My name sounds very similar to the (unusual) name of the protagonist of a well known movie of the 80s. Yeah, I’ve heard all the jokes before. Let’s just say that anyone who brings this up has made a very poor first impression.

I go by my middle name, but my first name and last name, when read distractedly, looks like a famous singer’s. I’ve gotten a few comments, and it’s obnoxious.

I’m more annoyed by the people that insist on calling me by a diminutive when I introduce myself with my full name. Is two syllables instead of one really that much of a hassle?

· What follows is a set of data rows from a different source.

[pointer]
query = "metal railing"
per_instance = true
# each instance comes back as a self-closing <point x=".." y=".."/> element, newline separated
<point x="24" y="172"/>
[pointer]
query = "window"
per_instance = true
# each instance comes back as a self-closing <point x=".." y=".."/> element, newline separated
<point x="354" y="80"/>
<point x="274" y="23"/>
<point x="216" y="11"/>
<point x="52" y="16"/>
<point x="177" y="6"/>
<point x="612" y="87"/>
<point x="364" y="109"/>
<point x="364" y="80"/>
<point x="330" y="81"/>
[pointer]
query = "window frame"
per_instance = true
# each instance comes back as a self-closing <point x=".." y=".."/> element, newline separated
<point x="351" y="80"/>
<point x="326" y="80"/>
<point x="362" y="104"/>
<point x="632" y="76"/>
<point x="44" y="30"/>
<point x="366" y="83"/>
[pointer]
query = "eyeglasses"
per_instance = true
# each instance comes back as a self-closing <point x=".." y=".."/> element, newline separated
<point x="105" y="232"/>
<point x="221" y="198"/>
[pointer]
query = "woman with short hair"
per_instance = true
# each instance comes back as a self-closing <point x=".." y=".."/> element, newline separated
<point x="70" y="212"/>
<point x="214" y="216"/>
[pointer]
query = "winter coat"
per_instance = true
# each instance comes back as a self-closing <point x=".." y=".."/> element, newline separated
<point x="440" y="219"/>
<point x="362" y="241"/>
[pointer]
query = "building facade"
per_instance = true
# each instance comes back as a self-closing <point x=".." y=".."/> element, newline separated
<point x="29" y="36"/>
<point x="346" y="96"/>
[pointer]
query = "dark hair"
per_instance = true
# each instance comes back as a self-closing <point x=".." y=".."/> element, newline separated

I have the same name as an erstwhite famous person, but only one person has ever noticed the fact: an aging Irish Jesuit.

Jim Jones, the name of a man a knew socially some time ago, it must be a hard name to carry.

Big Jim Walker?

If my name was Choksondik, I’d change it by deed poll. You might want to think about that.

Well I wouldn’t be able to help myself. If you introduced me to William Shakespeare I would have to say, “'Tis but thy name that is my enemy.”

When I was young, I once worked for an American branch of an international company headquartered in the UK. Many of our senior executives were British, and they were all very pleasant and socially correct.

Also, one of them was a tall man with a high hairline and ears that stuck out slightly. He didn’t look a lot like Sean Connery, but if someone said, “Hey, he looks a little like Sean Connery,” it would have been understandable.

Also, he was named Bond.

James Bond.

For real.

There’s just no way, professionally speaking, that one can mention the obvious to someone who looks vaguely Connery-esque, has an English accent, (not Scottish, at least) and is named James Bond, without looking like some dimwitted American yokel.

So we didn’t. He introduced himself as Jim, and that’s what we called him.

But sometimes, after he’d taken the elevator back upstairs, I’d look at my office-mate and we’d both begin quietly humming the James Bond theme.

You know how I feel about this, but unasked for dimunitives offend me. If someone says their name is X, that’s their name! Not what you make up to be their name.

I used to work with a guy named Bart. His last name wasn’t Simpson, but he got all the inevitable joking about it. (“Bart! Why you little…,” etc.) Fortunately he was very easygoing and had a good sense of humor. It also helped that he was a Simpsons fan.

Are you a Kennedy too? My last name is Kennedy, my first initial is J. People seem oddly disappointed when they find out my middle name is Alan.

I seem to recall there was a guy in the Indianapolis phone book years ago named Bartholomew Simpson. I always wondered how he dealt with the jokes.